Advanced science.  Applied technology.

Search

Synthetic Data for Neural Network Training, 18-R8866

Principal Investigators
Joel Allardyce
Inclusive Dates 
07/01/18 to 10/01/19

Background

Accurate, reliable, easy to use motion capture technology has long been the goal for biomechanics researchers. Measuring how humans move is the core knowledge upon which research into the internal kinematic and dynamic environment of joints is built. Over the past 30 plus years, marker-based motion capture systems have been the gold standard for measuring human motion. While incredibly useful, the limitations of traditional marker-based motion capture systems have spurred the development of “markerless” motion capture systems that aim to directly combat these challenges. SwRI has developed our own makerless motion capture system that is based on a deep convolutional neural network (dCNN) framework. dCNN’s are machine-learning algorithms that require well-defined and accurate training data sets to teach the algorithm the relationships between the images and the underlying kinematics. These training sets are costly and time consuming to collect and process, putting undue strain on budgets and timelines of potential projects. We aim to directly address this cost limitation for capturing training data by developing a methodology to significantly expand and augment a limited training data set with synthetic data.
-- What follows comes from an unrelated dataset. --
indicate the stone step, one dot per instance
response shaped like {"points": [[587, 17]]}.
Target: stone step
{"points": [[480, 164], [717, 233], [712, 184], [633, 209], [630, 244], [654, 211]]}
The successful completion of this program will significantly reduce the cost and time requirements of training new markerless biomechanics neural networks.

Approach

In order to achieve the goals of this program, a semi-automated toolset was created for the generation of synthetic data. This toolset included a statistical kinematic model which can generate new unique motion samples constrained by the measured variability within a set of experimental data. This allows for an expansion of the included motion variability within the dataset. A tool to convert results from this model or experimentally captured data into a format compatible with the animation software package Blender is used to render the synthetic data takes. The toolset also includes an automated pipeline that can take a set of converted kinematic data and generate a complete synthetic data set, with multiple subjects, backgrounds, lighting conditions, clothing textures and more with minimal human interaction. Using the synthetic data generated with this toolset, a series of networks was then trained with different combinations of real and synthetic training data to investigate the effect the data, including synthetic data, had on measurement accuracy. Those networks were then assessed and compared to quantify those effects and identify the optimal combination of real and synthetic data.

Accomplishments

Over the course of the project we have developed a methodology and computational toolset with which to generate synthetic data for the training of a neural network. This toolset includes a statistical kinematic model to generate new unique motion samples constrained by the measured variability within a set of experimental data. As well as a tool to convert results from this model or experimentally captured data into a format compatible with the animation software package, Blender. This converted data is then fed into an automated pipeline that takes input kinematics, character models, and background and generates a complete synthetic data set with minimal human interaction. Using the synthetic data generated with the developed toolset, a series of networks were trained to assess the effect the data, including synthetic data, has on measurement accuracy. Improvements of up to 28% were seen for joint center position accuracy and 18.5% for joint angle accuracy. Accuracy improvements were not universal, however, with the biggest effect of including synthetic data being a leveling off of accuracy across all subjects. When deployed, the system must have consistent accuracy for any of the many varied subjects that it might be tasked to measure. This observed performance leveling will be critical to ensure success. Synthetic data will not replace experimentally captured data but can serve to augment it, significantly reducing the costs of collecting large training sets.